1
votes

I have a question concerning unseen samples which I want to qualify (face or not for). Using the ordinary Eigenface method (that is not reproducing kernel substituting the inner product of the PCA), the evaluation is done by projecting the sample onto the Eigenvectors from PCA on the trainset matrix and finally testing the minimal distance of the projection to the eigenvectors against a threshold.

I scrawled through several publications discussing the KPCA approach, but when it comes to the final step of testing unseen samples,I ran into a tiny, unanswered problem:

Using the ordinary PCA, the mean of the training set is substracted from the testvector before projection onto the Eigenvectors. Not so for the KPCA. I guess the problem here is that do not have acces to points in the kernel space, just to distances. Hence, we have no "mean". However, isn't this at least worth discussing?

Thanks for opinions and suggestions, as I think this is some kind of inaccuracy not mentioned so far.

1

1 Answers

0
votes

In the early KPCA work by Scholkopf (there is a review paper with him as author with a title involving "nonlinear component analysis"), there was a KPCA variant that involved subtracting the mean.
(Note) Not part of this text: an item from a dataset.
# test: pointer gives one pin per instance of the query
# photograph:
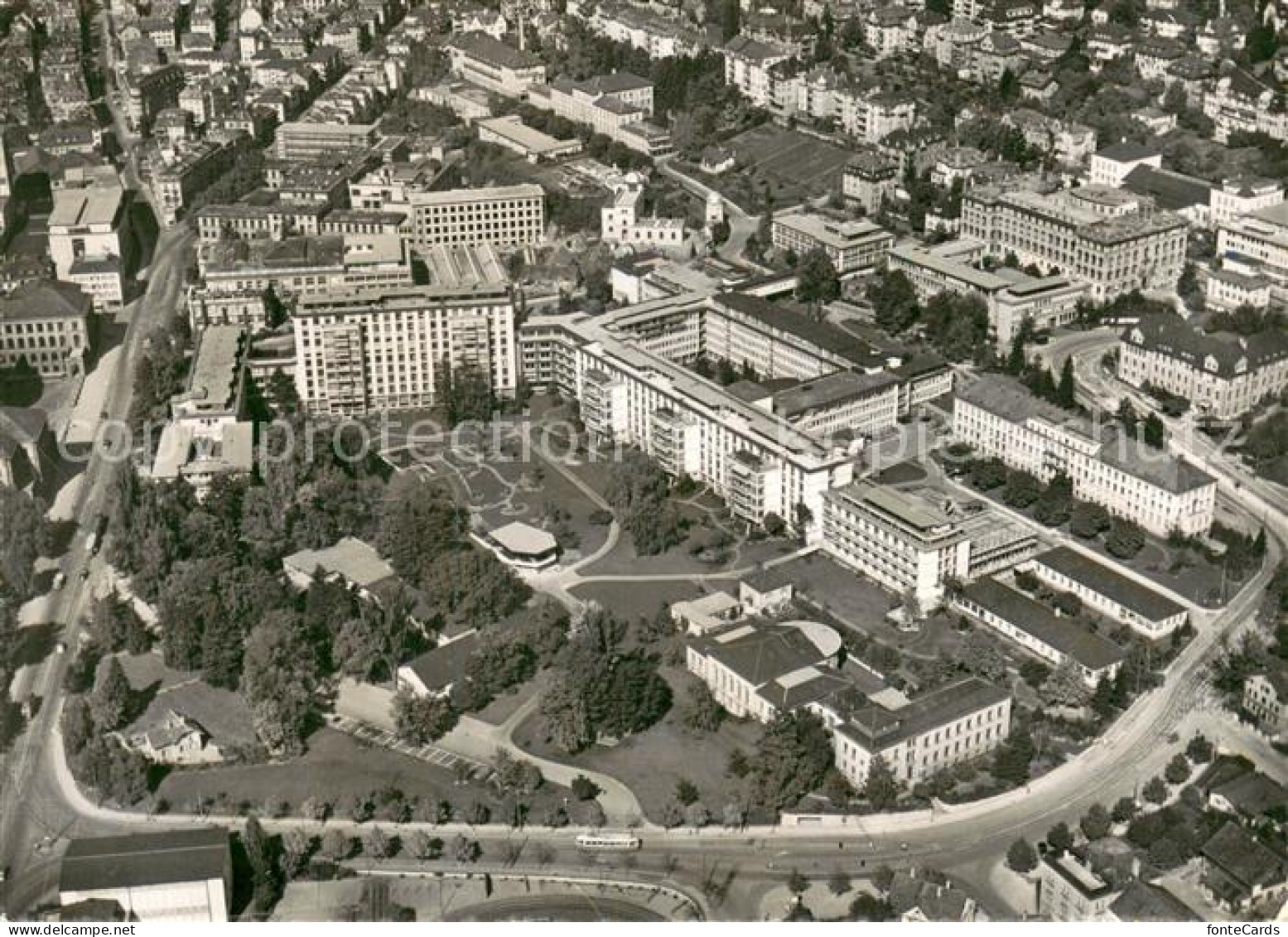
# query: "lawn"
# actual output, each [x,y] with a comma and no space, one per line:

It makes things more computationally complex and follow-up algorithms with centering (like the estimating the inverse, or out-of-sample estimation) also get more complex. Here complexity has more to do with computation, more complex = most costly.
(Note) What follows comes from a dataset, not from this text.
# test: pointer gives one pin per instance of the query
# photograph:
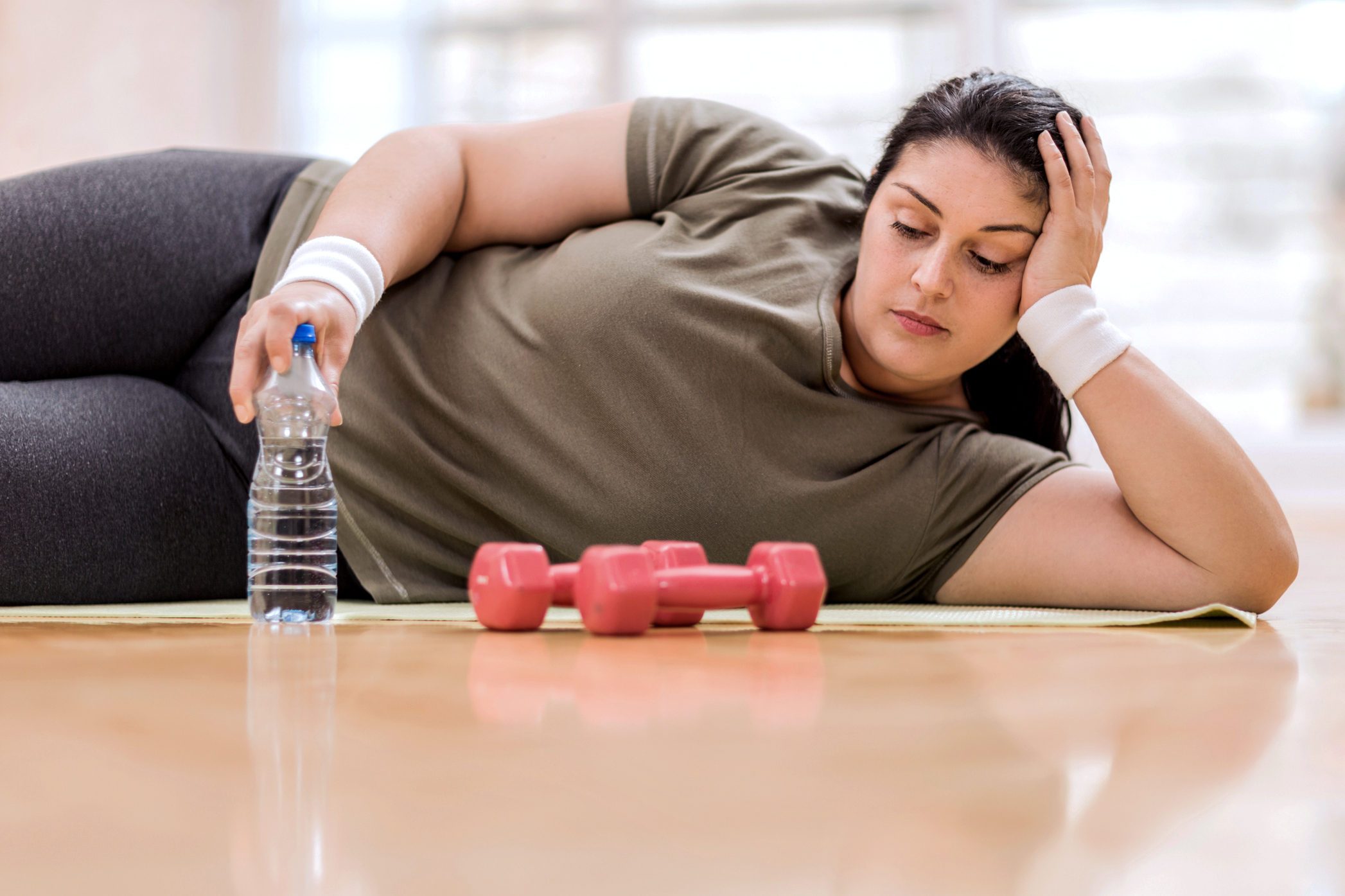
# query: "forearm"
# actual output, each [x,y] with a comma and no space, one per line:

Around the same time, work by Williams and Seeger (2001) showed that KPCA could be derived as a finite dimensional approximation to a density function (under the Gaussian kernel or other Parzen window type functions). This interpretation does not require a mean offset. For these, there is also the nice interpretation that KPCA maps the data onto a hyper-sphere. A mean offset would destroy that interpretation. How it generalizes to non-traditional kernels that are not so related to densities, I am not sure. This density-based interpretation does have nice connections to orthogonal series density estimation and also kernel entropy analysis (which provide ways to tweak KPCA procedure).